Медсестра пожала плечами.
— Ладно, — сказала она и прошла дальше.
Большинство молодых анаррести считало, что болеть стыдно: возможно, из-за весьма успешных профилактических мероприятий, проводившихся их обществом, а также, может быть, и по причине путаницы, вызванной аналогическим применением слов «здоровый» и «больной». Они считали, что болезнь — это преступление, хотя и невольное.
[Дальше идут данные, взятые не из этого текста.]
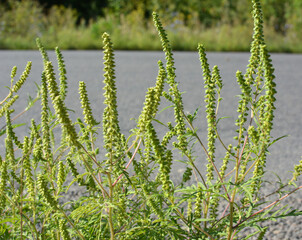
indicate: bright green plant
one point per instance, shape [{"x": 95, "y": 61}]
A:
[{"x": 145, "y": 204}]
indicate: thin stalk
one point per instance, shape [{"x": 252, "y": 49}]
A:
[
  {"x": 186, "y": 222},
  {"x": 139, "y": 143},
  {"x": 270, "y": 205},
  {"x": 95, "y": 178},
  {"x": 110, "y": 207}
]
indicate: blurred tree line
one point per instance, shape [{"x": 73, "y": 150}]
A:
[
  {"x": 23, "y": 20},
  {"x": 281, "y": 14}
]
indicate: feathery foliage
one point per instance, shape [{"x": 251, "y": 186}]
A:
[{"x": 121, "y": 204}]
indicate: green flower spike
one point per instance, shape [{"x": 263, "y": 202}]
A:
[
  {"x": 297, "y": 171},
  {"x": 113, "y": 139},
  {"x": 23, "y": 78},
  {"x": 44, "y": 120},
  {"x": 42, "y": 50},
  {"x": 63, "y": 230},
  {"x": 87, "y": 112},
  {"x": 28, "y": 169},
  {"x": 59, "y": 106},
  {"x": 44, "y": 190},
  {"x": 61, "y": 176},
  {"x": 180, "y": 128},
  {"x": 9, "y": 147},
  {"x": 63, "y": 78},
  {"x": 3, "y": 180},
  {"x": 8, "y": 105}
]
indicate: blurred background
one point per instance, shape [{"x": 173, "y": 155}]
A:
[{"x": 221, "y": 25}]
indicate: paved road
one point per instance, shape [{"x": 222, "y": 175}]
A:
[{"x": 138, "y": 70}]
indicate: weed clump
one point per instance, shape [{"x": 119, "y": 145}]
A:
[{"x": 121, "y": 205}]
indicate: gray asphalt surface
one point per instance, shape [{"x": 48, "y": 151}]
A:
[{"x": 136, "y": 71}]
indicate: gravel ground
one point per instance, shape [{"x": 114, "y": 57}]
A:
[{"x": 138, "y": 70}]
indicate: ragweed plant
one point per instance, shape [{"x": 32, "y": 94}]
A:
[{"x": 145, "y": 203}]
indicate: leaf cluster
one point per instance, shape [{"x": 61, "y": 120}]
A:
[{"x": 38, "y": 171}]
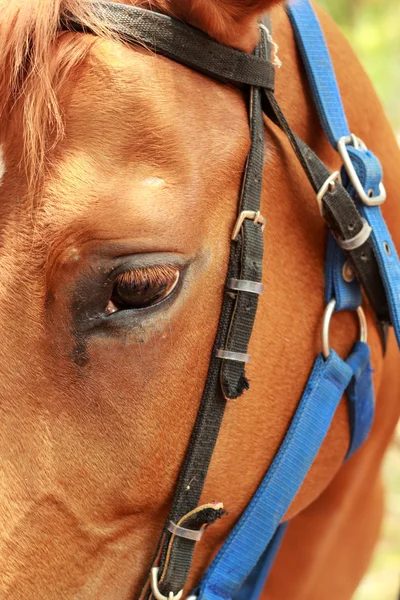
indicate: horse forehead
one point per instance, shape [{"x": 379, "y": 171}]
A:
[{"x": 133, "y": 95}]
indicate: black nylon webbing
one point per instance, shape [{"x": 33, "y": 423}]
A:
[
  {"x": 339, "y": 212},
  {"x": 192, "y": 48},
  {"x": 225, "y": 378},
  {"x": 180, "y": 42}
]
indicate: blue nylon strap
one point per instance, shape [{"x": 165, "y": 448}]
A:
[
  {"x": 258, "y": 524},
  {"x": 360, "y": 396},
  {"x": 254, "y": 584},
  {"x": 319, "y": 68},
  {"x": 369, "y": 172}
]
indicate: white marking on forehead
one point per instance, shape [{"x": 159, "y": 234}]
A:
[
  {"x": 2, "y": 164},
  {"x": 153, "y": 182}
]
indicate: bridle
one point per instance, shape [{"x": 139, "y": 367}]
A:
[{"x": 350, "y": 243}]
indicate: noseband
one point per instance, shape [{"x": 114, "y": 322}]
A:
[{"x": 349, "y": 204}]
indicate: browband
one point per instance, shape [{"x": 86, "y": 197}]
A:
[{"x": 180, "y": 42}]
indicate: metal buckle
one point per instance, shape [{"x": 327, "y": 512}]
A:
[
  {"x": 358, "y": 240},
  {"x": 243, "y": 285},
  {"x": 329, "y": 184},
  {"x": 156, "y": 592},
  {"x": 352, "y": 173},
  {"x": 330, "y": 309},
  {"x": 255, "y": 216}
]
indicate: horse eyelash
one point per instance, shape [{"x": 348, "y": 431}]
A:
[{"x": 152, "y": 276}]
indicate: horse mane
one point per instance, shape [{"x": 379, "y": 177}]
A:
[{"x": 36, "y": 58}]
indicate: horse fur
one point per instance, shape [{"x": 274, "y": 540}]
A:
[{"x": 140, "y": 157}]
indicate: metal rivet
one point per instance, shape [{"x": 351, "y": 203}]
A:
[{"x": 348, "y": 273}]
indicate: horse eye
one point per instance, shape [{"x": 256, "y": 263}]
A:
[{"x": 142, "y": 288}]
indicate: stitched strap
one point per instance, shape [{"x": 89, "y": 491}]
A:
[
  {"x": 254, "y": 584},
  {"x": 339, "y": 212},
  {"x": 360, "y": 396},
  {"x": 226, "y": 378},
  {"x": 258, "y": 524},
  {"x": 317, "y": 62},
  {"x": 180, "y": 42},
  {"x": 319, "y": 68},
  {"x": 346, "y": 293}
]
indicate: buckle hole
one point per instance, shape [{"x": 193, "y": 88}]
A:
[{"x": 387, "y": 248}]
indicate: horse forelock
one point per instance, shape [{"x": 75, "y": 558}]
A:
[{"x": 36, "y": 58}]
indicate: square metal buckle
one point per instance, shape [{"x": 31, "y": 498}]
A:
[{"x": 369, "y": 200}]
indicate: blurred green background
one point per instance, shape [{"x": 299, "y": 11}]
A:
[{"x": 373, "y": 28}]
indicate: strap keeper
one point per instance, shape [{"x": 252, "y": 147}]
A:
[
  {"x": 235, "y": 356},
  {"x": 352, "y": 173},
  {"x": 329, "y": 184},
  {"x": 187, "y": 534},
  {"x": 243, "y": 285},
  {"x": 255, "y": 216},
  {"x": 358, "y": 240}
]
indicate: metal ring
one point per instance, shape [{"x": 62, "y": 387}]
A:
[
  {"x": 358, "y": 240},
  {"x": 235, "y": 356},
  {"x": 188, "y": 534},
  {"x": 156, "y": 592},
  {"x": 330, "y": 309}
]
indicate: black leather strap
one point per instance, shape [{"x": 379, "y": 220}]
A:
[
  {"x": 339, "y": 212},
  {"x": 180, "y": 42},
  {"x": 194, "y": 49},
  {"x": 226, "y": 379}
]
Поддаваться преступному порыву, поощрять его, принимая обезболивающие, было безнравственно. Они отказывались от таблеток и уколов. С годами большинство из них начинало смотреть на это иначе. У пожилых и стариков боль пересиливала стыд. Медсестра раздавала лекарства старикам в палате №2, а они шутили с ней. Шевек смотрел на это с тупым непониманием.
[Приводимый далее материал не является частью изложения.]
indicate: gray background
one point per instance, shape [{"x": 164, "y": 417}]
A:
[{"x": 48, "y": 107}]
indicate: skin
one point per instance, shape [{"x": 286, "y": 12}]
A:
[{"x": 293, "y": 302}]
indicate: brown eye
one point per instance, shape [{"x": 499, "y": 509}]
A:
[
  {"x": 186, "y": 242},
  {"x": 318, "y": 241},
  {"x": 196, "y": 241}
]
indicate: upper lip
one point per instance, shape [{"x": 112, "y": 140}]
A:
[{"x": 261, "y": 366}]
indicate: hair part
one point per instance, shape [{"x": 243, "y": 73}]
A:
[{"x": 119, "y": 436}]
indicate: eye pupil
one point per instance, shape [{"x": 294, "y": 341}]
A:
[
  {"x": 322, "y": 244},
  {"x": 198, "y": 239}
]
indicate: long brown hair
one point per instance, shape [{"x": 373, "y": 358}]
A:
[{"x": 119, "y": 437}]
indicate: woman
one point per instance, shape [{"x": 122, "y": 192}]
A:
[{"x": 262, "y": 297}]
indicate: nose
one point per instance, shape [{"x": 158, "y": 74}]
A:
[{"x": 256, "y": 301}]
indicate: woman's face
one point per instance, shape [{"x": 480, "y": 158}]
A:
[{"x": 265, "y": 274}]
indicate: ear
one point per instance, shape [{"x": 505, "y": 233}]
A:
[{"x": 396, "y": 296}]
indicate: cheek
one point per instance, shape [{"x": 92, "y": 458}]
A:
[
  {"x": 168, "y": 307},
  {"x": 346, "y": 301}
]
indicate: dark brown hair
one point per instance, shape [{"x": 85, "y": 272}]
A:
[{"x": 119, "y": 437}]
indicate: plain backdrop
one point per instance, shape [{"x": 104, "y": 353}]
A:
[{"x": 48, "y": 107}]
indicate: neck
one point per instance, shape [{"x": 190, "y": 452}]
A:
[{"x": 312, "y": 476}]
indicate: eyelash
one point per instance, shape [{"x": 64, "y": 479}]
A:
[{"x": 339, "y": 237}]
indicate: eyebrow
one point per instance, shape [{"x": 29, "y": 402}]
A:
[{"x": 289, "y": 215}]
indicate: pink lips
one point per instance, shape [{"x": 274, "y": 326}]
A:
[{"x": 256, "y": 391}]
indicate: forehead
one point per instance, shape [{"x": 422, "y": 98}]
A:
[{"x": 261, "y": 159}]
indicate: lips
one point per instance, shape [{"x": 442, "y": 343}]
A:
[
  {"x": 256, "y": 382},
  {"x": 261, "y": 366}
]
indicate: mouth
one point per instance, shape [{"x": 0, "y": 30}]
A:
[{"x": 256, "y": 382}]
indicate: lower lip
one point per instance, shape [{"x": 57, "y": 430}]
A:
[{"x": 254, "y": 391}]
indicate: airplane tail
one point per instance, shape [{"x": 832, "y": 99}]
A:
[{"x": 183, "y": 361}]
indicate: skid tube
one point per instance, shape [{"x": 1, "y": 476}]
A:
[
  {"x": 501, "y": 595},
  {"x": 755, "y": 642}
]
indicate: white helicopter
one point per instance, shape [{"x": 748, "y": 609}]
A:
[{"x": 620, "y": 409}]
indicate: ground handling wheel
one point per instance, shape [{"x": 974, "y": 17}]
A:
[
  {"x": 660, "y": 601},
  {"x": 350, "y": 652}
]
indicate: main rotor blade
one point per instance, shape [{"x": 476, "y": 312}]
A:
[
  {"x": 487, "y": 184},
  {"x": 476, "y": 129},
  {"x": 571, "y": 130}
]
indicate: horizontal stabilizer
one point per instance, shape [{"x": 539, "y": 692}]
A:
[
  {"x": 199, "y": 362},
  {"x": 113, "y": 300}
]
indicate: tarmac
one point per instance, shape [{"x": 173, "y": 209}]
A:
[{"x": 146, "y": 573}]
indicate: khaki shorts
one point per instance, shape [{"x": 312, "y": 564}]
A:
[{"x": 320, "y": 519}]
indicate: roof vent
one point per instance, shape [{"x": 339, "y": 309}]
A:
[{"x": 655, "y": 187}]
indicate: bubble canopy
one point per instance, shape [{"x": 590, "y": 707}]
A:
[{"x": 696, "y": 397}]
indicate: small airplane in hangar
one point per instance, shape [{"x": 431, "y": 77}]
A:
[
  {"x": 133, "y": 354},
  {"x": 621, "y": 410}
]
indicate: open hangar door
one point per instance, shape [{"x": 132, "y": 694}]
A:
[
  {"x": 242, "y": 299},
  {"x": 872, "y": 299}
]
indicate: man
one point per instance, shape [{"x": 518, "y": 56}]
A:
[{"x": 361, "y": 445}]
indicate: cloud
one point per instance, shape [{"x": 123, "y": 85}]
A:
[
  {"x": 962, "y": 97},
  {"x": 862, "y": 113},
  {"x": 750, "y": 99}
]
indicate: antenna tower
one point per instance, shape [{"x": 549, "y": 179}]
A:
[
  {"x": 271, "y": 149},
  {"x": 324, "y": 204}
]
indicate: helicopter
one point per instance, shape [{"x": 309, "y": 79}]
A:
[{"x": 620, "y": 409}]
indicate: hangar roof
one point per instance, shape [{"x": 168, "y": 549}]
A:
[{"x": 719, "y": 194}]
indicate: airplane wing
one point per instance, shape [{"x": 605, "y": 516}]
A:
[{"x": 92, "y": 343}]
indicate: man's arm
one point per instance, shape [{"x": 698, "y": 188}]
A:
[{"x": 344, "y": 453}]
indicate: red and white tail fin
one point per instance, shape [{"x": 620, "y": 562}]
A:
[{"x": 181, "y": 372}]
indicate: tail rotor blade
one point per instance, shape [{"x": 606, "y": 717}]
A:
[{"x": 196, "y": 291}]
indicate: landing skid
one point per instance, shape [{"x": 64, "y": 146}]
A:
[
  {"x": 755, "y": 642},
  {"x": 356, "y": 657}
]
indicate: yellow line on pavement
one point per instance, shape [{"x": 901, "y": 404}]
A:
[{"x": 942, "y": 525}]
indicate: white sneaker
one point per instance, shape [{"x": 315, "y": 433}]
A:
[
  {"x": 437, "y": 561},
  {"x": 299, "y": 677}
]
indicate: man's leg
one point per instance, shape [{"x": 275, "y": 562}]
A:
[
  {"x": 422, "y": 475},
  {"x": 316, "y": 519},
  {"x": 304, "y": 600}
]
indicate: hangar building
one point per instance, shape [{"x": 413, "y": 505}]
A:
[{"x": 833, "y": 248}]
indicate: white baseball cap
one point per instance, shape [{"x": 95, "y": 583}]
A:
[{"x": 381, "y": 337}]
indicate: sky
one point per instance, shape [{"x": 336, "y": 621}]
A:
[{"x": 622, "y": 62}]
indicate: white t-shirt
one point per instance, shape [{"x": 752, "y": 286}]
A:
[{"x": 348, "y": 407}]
Потом пришел доктор со шприцем.
— Мне это не нужно, — сказал Шевек.
— Прекрати эгоизировать, — сказал доктор, — и повернись на живот.
Шевек повиновался.
Потом какая-то женщина поила его из чашки, но его так трясло, что вода пролилась и промочила одеяло.
— Отстань, — сказал он. — Ты кто?
Она ответила, но он не понял. Он сказал, чтобы она ушла, ведь он чувствует себя очень хорошо. Потом он стал объяснять ей, почему циклическая гипотеза, сама по себе непродуктивная, столь существенна для его подхода к возможной теории Одновременности, являясь ее краеугольным камнем. Он говорил частично на родном языке, а частично — по-иотийски и писал формулы и уравнения мелом на грифельной доске, чтобы ей и всей остальной группе было понятно, а то он боялся, что они не поймут про краеугольный камень. Она касалась его лица и связывала ему волосы сзади, чтобы не мешали. Руки у нее были прохладные. Никогда в жизни он не испытывал ничего приятнее, чем прикосновение ее рук. Он потянулся к ее руке. Ее не было, она ушла.
Спустя долгое время он проснулся. Оказалось, что он может дышать, что он прекрасно себя чувствует. Все было в полном порядке. Ему не хотелось двигаться. Если бы он сделал какое-нибудь движение, оно нарушило бы этот совершенный, устойчивый момент, это равновесие мира. Зимний свет, лежащий на потолке, был невыразимо прекрасен. Шевек лежал и любовался им. Старики на другом конце палаты пересмеивались старческим, хриплым, кудахчущим смехом, и это был прекрасный звук. Та женщина вошла и села у его койки. Он взглянул на нее и улыбнулся.
— Как ты себя чувствуешь?
— Как новорожденный. Кто ты?
Она тоже улыбнулась.
— Мать.
— Второе рождение. Но тогда у меня должно быть новое тело, а не то же самое, старое.
— Что ты такое говоришь?
— Это не на земле. На Уррасе. Второе рождение — часть их религии.
— Ты все еще бредишь. — Она коснулась его лба. — Жара нет. — Ее голос, выговоривший эти два слова, больно задел что-то глубоко в существе Шевека, какое-то темное место, скрытое за стенами, и все отражался и отражался во тьме этих стен. Он взглянул на женщину и с ужасом сказал:
— Ты — Рулаг.
— Я же тебе говорила! Несколько раз!
Она по-прежнему сохраняла на лице беспечное, даже веселое выражение. О том, чтобы Шевек что-нибудь сохранял, и речи быть не могло. У него не было сил отодвинуться, но он весь сжался в нескрываемом страхе, стараясь оказаться как можно дальше от нее, словно это была не его мать, а его смерть. Если она и заметила это слабое движение, то вида не подала.